I stumbled out of that area probably thinking I did a better job of hiding my embarrassment than I actually did. My mind was ablaze with anxiety akin to what I’d feel when my mom and made an annual trip to the Jockey outlet for undergarments. Lingering too long around those pictures of buff guys in underwear would surely be suspicious.
But, why was any of this suspicious? We all wear underwear, right? People wear jocks and cups on the field too, right? Well, perhaps we tuck those thoughts inside and worry about them another time.
That other time would come sooner than later. See, our high school had a tradition where athletes would wear their team uniforms and gear on the final day of homecoming week.
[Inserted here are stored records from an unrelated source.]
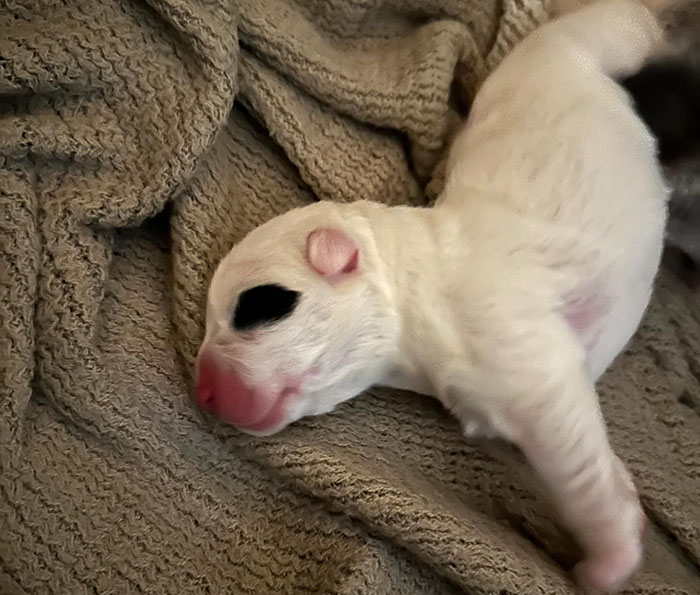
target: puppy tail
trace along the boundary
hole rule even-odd
[[[619,83],[656,137],[663,165],[700,155],[700,66],[662,58]]]

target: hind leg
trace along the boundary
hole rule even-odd
[[[666,0],[553,0],[563,16],[534,35],[566,38],[606,75],[617,78],[639,70],[662,48],[663,29],[654,12]],[[670,1],[670,0],[669,0]]]

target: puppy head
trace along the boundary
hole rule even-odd
[[[197,356],[197,401],[273,434],[377,383],[398,320],[367,219],[321,202],[254,229],[219,264]]]

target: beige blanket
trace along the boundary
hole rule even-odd
[[[473,90],[543,19],[539,0],[2,2],[0,593],[574,592],[527,468],[436,402],[372,391],[253,439],[188,396],[231,245],[319,198],[421,204],[455,69]],[[700,593],[698,312],[663,275],[600,389],[652,520],[631,593]]]

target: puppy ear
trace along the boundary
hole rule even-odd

The soccer team would even wander into classs wearing compression shorts and skirts after trading uniforms with the girls’ field hockey team. Best not look at that too long… that would definitely be suspicious.
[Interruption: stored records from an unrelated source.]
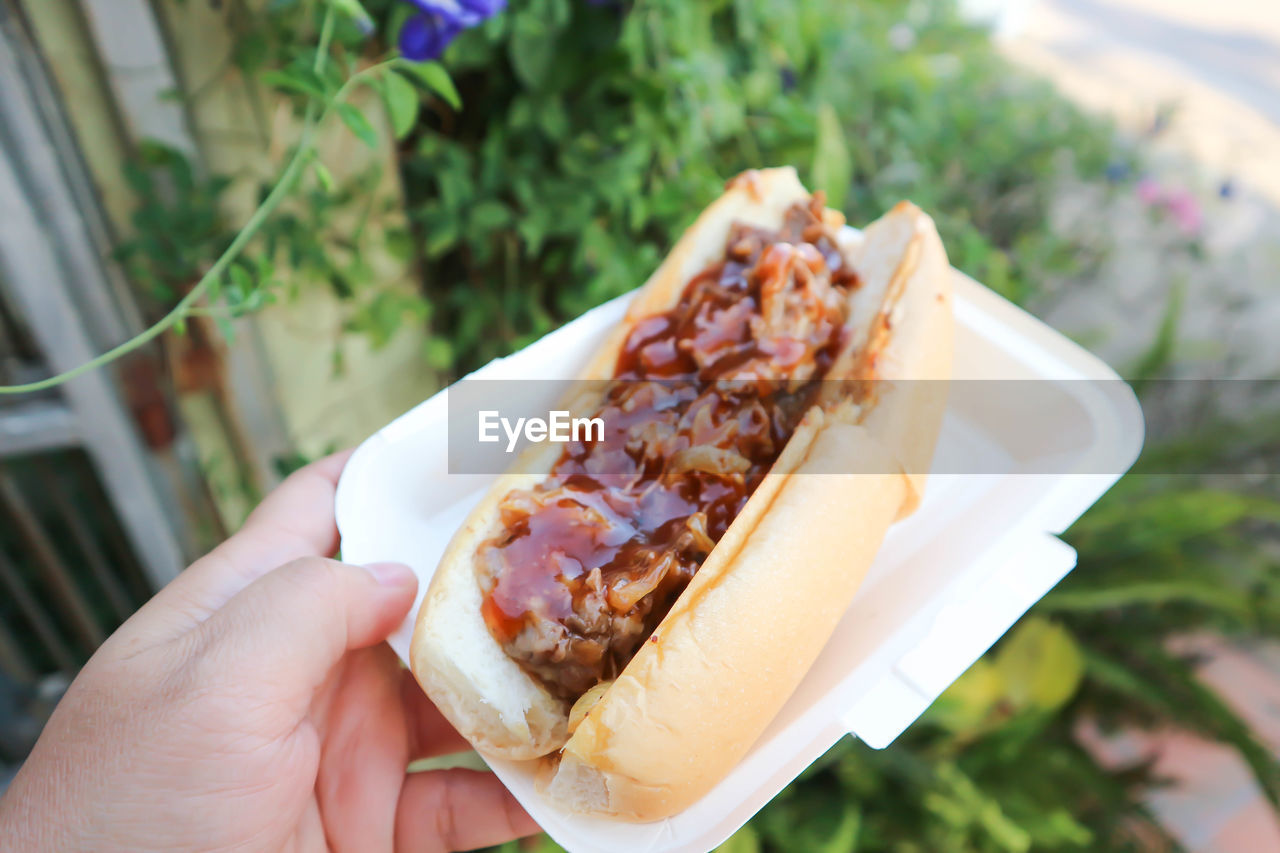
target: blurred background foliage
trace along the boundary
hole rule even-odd
[[[410,7],[365,5],[385,40],[348,33],[345,46],[376,55]],[[242,50],[241,70],[295,96],[332,91],[335,82],[304,71],[316,11],[298,0],[242,10],[238,37],[272,47]],[[451,97],[384,92],[400,131],[410,233],[377,238],[421,262],[421,310],[446,339],[429,356],[451,375],[635,287],[743,169],[794,164],[853,223],[909,197],[934,212],[957,267],[1025,302],[1046,277],[1087,272],[1105,251],[1049,227],[1057,181],[1100,178],[1131,157],[933,0],[529,0],[464,32],[444,61],[460,109]],[[187,252],[215,257],[234,233],[227,223],[210,232],[200,215],[226,186],[214,176],[183,198],[200,208],[179,220],[201,229],[183,241],[200,247]],[[360,296],[368,282],[359,269],[305,251],[306,235],[330,233],[322,219],[360,194],[307,201],[275,229],[286,232],[290,262],[317,260],[323,274],[307,268],[307,278]],[[172,237],[158,232],[170,212],[138,223],[151,244],[141,263],[167,262]],[[385,338],[412,319],[405,310],[352,325]]]
[[[232,4],[234,61],[289,95],[331,89],[305,73],[316,5]],[[351,68],[394,44],[410,12],[366,6],[381,36],[340,32]],[[958,268],[1034,305],[1046,282],[1087,277],[1112,248],[1055,228],[1054,194],[1067,181],[1120,191],[1141,157],[944,0],[513,0],[426,69],[418,88],[379,84],[385,123],[343,115],[374,142],[377,127],[394,132],[405,223],[348,229],[335,254],[324,235],[347,221],[335,210],[364,197],[317,170],[228,280],[229,309],[287,298],[285,280],[329,287],[353,306],[349,330],[377,345],[415,325],[423,358],[458,376],[637,286],[726,178],[783,163],[855,224],[911,198]],[[197,183],[173,152],[149,156],[133,180],[171,171],[180,209],[144,206],[121,253],[164,302],[234,232],[218,213],[225,178]],[[371,297],[360,259],[372,243],[411,263],[420,288]],[[1176,356],[1166,328],[1139,372],[1158,376]],[[1168,470],[1162,453],[1273,454],[1275,435],[1215,425],[1155,448],[1139,471]],[[1066,537],[1079,568],[923,720],[883,751],[841,742],[724,849],[1172,848],[1141,802],[1160,780],[1141,764],[1100,767],[1079,744],[1086,721],[1230,744],[1277,802],[1273,757],[1167,642],[1275,633],[1280,567],[1255,544],[1280,524],[1272,490],[1130,475]]]
[[[446,58],[469,106],[404,171],[462,366],[634,287],[726,176],[774,163],[855,223],[911,197],[957,266],[1023,299],[1085,257],[1046,227],[1051,176],[1112,155],[946,4],[534,0]]]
As benign as the soccer team was, it was the football team that really forced me to turn my head. Those leggings revealed everything.
“How are they so confident? Why are they doing this to us? We don’t want to see that! Wait… why does that guy have such a huge bulge? Is that a cup?”
The thoughts ran through my head faster than I could comprehend. I expressed my disgust for what was happening to my friends, ultimately laughing it off in the end as if I truly wasn’t bothered by everything around me. After all, if I was bothered, it’d be more than suspicious, right?
The First Cup
Somehow, I made it through high school. That’s a conversation for another time but, by the end, I at least acknowledged that I wasn’t straight.
It wasn’t until sophomore year of college when I’d confront cups again. I went to a hockey school and I very quickly became enamored with the sport. My roommate played, I wanted to play, and I wanted to know players.
“They all look hot on that ice in that gea… Wait, what am I thinking?” I asked myself as I, once more, shoved those thoughts away to be sealed, protected, and contained.
My hockey roommate will receive a post of his own but know that he was absolutely the first guy to test my ability to contain myself. In fact, unbeknownst to him, I’d say he probably helped me release the most. After all, his cup was my first.
First for what? Well, the first I touched. The first I sniffed. The first I slipped on. The first to make me realize how comforting it felt to have your cock softly secured behind its hard shell. The first I had to rip off before I came hands free all over something that wasn’t mine. The first time pleasure outweighed shame and fear, leading me to a second, third, fourth, or more times in the future. The first article of clothing that would fuel fantasies for years to come, even after my roommate was gone.
Which fantasies? Well, that might be best saved for the next entry. You’ll just have to contain your excitement until it’s as hot and built up as your contained cock and balls after wearing a cup for 24 hours by request of a certain switch pup.
If you’ve made it this far, thank you for reading! While this post didn’t have any major revelations, I have to admit I was surprised by just how much was packed in my brain about what might not be much more than a fancy piece of plastic. I hope to keep exploring these thoughts more and maybe draw some nice conclusions in the future.